En Mykoláiv viven casi 500 mil habitantes. Más de 100 mil ya se fueron. Su calle principal en el extremo sur continúa hacia Jerson. Hoy se encuentra bloqueada y, desde ese lado, llegan los bombardeos que van drenando la ciudad. Si uno avanza unos pocos kilómetros en esa dirección se encuentra con uno de los frentes de batalla más activos de toda Ucrania. Por eso Mykoláiv es considerada en Odessa como su ángel guardián, la última barrera antes de la embestida sobre la perla del mar negro. De hecho, los ciudadanos de la zona enlistados por el ejército son hoy mandados a esta zona a reforzar las defensas. En el día de ayer las fuerzas rusas bombardearon y destruyeron el puerto, siguen lanzando ataques desde el aire, pero no logran romper la barrera por tierra.
Mykoláiv es orgullosa y resiste. Valerie, que tiene 24 años y es ingeniera civil, también resiste con ella.
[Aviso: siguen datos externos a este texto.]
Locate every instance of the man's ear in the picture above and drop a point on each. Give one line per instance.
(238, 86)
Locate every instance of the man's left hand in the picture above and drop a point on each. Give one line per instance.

Luego de atravesar la ciudad llegamos a su casa, en las afueras, en un barrio recostado sobre la costa. Desde allí se escuchan cada día los bombardeos. Mucho más cada noche, según cuenta. Su sobrina tiene cuatro años. Cuando llega Eugene, lo primero que hace es regalarle unos juguetes que le compró junto con los alimentos. Ella sonríe y lo abraza. Recién después comienza a bajar la comida.
La madre de Valerie le toma la mano y le agradece. Valerie no dice nada, pero lo mira con el silencio más lleno de amor que conocí. Eugene, que es todo musculoso y parece un hombre de metal, le devuelve la sonrisa, se lo ve feliz de haberla ayudado.
No hay mucho más en esta historia. Eugene volverá a Odessa en silencio, no sabemos en qué seguirá su relación. Valerie pasará la noche en el refugio, esperando que todo pase. Solo unos días después estas líneas se verán publicadas. Antes Eugene debía ayudar a otra gente y prefirió que esperáramos. Finalmente dio el “Ok”. Están los dos bien, los dos y los suyos. Mykoláiv resiste. Quién sabe hasta cuándo de eso se trate la vida.